Scalable formats for storing and exchanging genetic variation data
Approved Research ID: 57353
Approval date: October 7th 2020
Comparing the genome sequences of humans is one of the primary ways in which researchers discover genes that are involved in disease and traits. The current approaches for storing and exchanging genetic variation information for human samples were designed almost ten years ago for small project-sizes such as the 1000 Genomes Project. As part of that effort, the VCF format has become the de-facto standard and has served the community well. In recent years, however, the limitations of these formats become apparent as research projects grow and the VCF format is being used to store data from large studies involving the genetic data from tens of thousands of individuals. As designed, the VCF format file will become impossibly large to handle when the number of individuals involved nears 1 million.

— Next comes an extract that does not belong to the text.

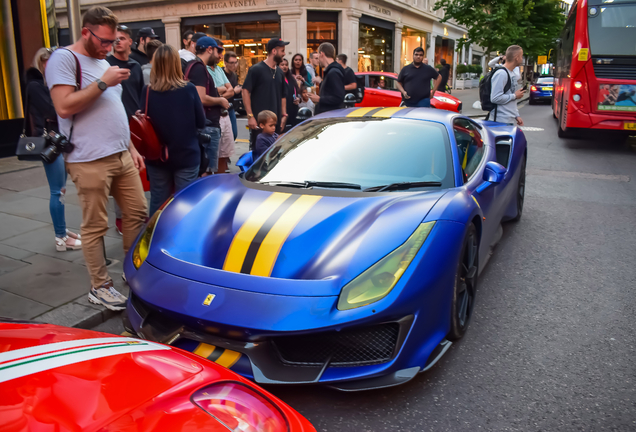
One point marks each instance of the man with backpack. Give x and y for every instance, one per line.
x=498, y=91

To resolve this, an update to the VCF format needs to be developed. As members of the Global Alliance for Genomics and Health (GA4GH) consortium, we have developed several candidate updates but are currently lacking a single data-set which all parties involved have access to test our proposals. For the new format to become a standard, different researchers, from many different institutions around the world need to be able to see how it performs on the same data. The UK BioBank is the largest project to date that can provide the amount and type of data that is required for this experiment. We will use the UK Biobank data as a single resource, agreed upon by the different researchers to develop a data format that can be agreed upon by the entire global community. The new standard will unlock the potential to create and study even larger cohorts and empower scientists to make discoveries from large cohorts at a truly global scale.